The Islands of Lake Titicaca


Lake Titicaca is the highest navigable lake in the world at 12, 500 feet.  Half in Peru and half in Bolivia,  it stretches out  118 miles by 50 miles. Just the lake on its own is beautiful in the blazing sunshine, with stunning mountain backdrops, although we were also going to be visiting three of the islands, Uros, Amantani and Taquile.



The Uros are of pre-Incan descent, and those still living in the traditional manner inhabit floating reed islands that they have to remake themselves every 10-15 years. Boats, huts and the ground you walk on are all made from native totora reeds. Incidentally, they also gave us reeds to eat, you peel them like a banana:


I guess this would be their equivalent of a snack


The Uros ladies wear dazzling colours, and sang some native songs for us


The Uros lead a simple life and seem to be a happy people. They rely heavily on fishing in Lake Titicaca for subsistence (mainly trout and kingfish).
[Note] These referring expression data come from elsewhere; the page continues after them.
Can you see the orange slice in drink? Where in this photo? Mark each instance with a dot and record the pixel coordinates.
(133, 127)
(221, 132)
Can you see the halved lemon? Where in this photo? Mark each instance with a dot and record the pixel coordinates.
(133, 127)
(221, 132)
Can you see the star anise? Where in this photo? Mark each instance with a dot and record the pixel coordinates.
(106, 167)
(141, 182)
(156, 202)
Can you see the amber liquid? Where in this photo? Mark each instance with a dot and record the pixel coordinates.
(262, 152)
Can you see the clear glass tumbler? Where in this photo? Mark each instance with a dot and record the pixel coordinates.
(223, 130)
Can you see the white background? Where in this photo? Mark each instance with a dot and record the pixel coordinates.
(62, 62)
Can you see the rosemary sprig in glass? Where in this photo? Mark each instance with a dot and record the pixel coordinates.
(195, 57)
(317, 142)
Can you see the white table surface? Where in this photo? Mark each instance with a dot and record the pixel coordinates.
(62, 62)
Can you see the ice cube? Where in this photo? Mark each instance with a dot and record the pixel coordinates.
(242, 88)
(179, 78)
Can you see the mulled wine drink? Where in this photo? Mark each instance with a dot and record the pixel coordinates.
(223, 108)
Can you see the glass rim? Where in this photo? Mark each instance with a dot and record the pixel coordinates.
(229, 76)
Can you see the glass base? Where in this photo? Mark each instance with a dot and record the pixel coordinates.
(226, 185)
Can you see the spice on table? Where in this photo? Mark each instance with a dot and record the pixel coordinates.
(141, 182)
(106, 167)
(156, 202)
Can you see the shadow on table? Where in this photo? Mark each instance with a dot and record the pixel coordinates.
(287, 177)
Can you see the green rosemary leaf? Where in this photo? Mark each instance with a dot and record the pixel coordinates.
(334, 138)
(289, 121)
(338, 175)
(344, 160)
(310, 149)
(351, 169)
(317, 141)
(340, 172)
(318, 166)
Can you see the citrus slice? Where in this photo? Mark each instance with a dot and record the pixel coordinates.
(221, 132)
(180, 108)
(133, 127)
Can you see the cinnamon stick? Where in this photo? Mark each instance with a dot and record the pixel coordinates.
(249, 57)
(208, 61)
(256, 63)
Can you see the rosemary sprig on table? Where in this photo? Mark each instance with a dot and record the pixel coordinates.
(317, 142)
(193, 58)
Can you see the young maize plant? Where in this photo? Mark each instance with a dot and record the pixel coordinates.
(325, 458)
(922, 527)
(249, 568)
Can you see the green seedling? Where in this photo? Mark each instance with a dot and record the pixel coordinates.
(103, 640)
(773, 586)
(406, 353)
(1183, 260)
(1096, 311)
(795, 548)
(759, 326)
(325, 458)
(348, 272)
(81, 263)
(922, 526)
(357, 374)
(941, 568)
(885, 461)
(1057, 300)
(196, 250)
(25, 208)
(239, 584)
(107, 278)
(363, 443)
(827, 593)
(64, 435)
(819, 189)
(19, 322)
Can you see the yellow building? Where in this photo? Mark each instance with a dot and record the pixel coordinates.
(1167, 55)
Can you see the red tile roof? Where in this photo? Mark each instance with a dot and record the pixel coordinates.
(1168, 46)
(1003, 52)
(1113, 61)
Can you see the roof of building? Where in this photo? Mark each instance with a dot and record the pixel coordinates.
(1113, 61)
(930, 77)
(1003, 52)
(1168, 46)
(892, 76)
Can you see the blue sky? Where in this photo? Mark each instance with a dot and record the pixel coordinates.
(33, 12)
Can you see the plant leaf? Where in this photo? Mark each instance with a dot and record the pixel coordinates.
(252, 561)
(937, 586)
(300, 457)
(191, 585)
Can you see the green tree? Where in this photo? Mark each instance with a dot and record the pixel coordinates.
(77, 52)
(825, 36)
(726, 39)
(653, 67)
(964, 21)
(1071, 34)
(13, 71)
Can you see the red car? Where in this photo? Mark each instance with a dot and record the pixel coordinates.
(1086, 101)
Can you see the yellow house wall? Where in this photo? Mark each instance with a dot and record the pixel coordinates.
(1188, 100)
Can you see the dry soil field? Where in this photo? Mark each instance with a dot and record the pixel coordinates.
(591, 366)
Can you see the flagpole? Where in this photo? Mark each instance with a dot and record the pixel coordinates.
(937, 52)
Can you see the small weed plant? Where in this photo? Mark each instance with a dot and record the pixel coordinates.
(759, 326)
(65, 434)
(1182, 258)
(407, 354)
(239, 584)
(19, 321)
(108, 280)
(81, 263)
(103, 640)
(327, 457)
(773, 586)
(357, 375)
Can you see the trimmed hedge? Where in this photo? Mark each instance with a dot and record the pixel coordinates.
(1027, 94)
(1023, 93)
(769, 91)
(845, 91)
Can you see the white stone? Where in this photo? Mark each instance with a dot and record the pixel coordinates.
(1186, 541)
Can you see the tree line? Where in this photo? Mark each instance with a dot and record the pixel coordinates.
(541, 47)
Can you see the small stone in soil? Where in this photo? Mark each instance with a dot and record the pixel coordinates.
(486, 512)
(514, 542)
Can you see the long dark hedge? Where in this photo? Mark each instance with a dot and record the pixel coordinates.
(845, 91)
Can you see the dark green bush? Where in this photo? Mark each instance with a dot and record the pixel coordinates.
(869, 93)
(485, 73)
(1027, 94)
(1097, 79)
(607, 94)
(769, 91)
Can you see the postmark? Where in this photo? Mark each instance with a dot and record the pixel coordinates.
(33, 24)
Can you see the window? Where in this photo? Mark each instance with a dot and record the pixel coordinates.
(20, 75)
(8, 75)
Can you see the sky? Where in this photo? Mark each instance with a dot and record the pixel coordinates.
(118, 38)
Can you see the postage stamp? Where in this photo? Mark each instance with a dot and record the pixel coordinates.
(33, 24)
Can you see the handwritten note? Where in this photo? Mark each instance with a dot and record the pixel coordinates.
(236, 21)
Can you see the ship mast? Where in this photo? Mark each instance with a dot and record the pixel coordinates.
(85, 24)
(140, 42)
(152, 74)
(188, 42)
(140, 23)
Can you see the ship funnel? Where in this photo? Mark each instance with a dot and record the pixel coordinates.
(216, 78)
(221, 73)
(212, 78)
Above is a picture of what the contents of a reed island look like.


This was to be our home for the night, staying with local families across the island.


Approaching Amantani


Once we landed the views back over Lake Titicaca were beautiful. Amantani was 3 hours by boat from Uros. There was almost a Mediterranean feel about the place, even though the people live very differently here, most without electricity or proper sanitation as we would know it.


This is my Peruvian mama. Her name is Hemenigilda, and here she is in her kitchen preparing a hearty lunch of quinoa soup, rice, potatoes and vegetables. Meat isn’t available here, animals are kept only for milk or their wool. She had two boys of her own and I became adopted into her family for the visit.


After lunch we played football with the locals and others staying on the island, before climbing up to one of the main viewpoints on the island to watch the sunset. After dinner, we were given ponchos and alpaca hats and mama frogmarched us down to the local community building for some traditional dancing to a local band. It kind of felt like I was 12 again at the school disco, but there were to be lots of laughs that night.


Dancing with my Peruvian mama!

After all the exertions of the day (multiplied several times by the effects of altitude, I can personally vouch for that), we retired to bed. The next morning it was time to say goodbye to our adopted Peruvian families.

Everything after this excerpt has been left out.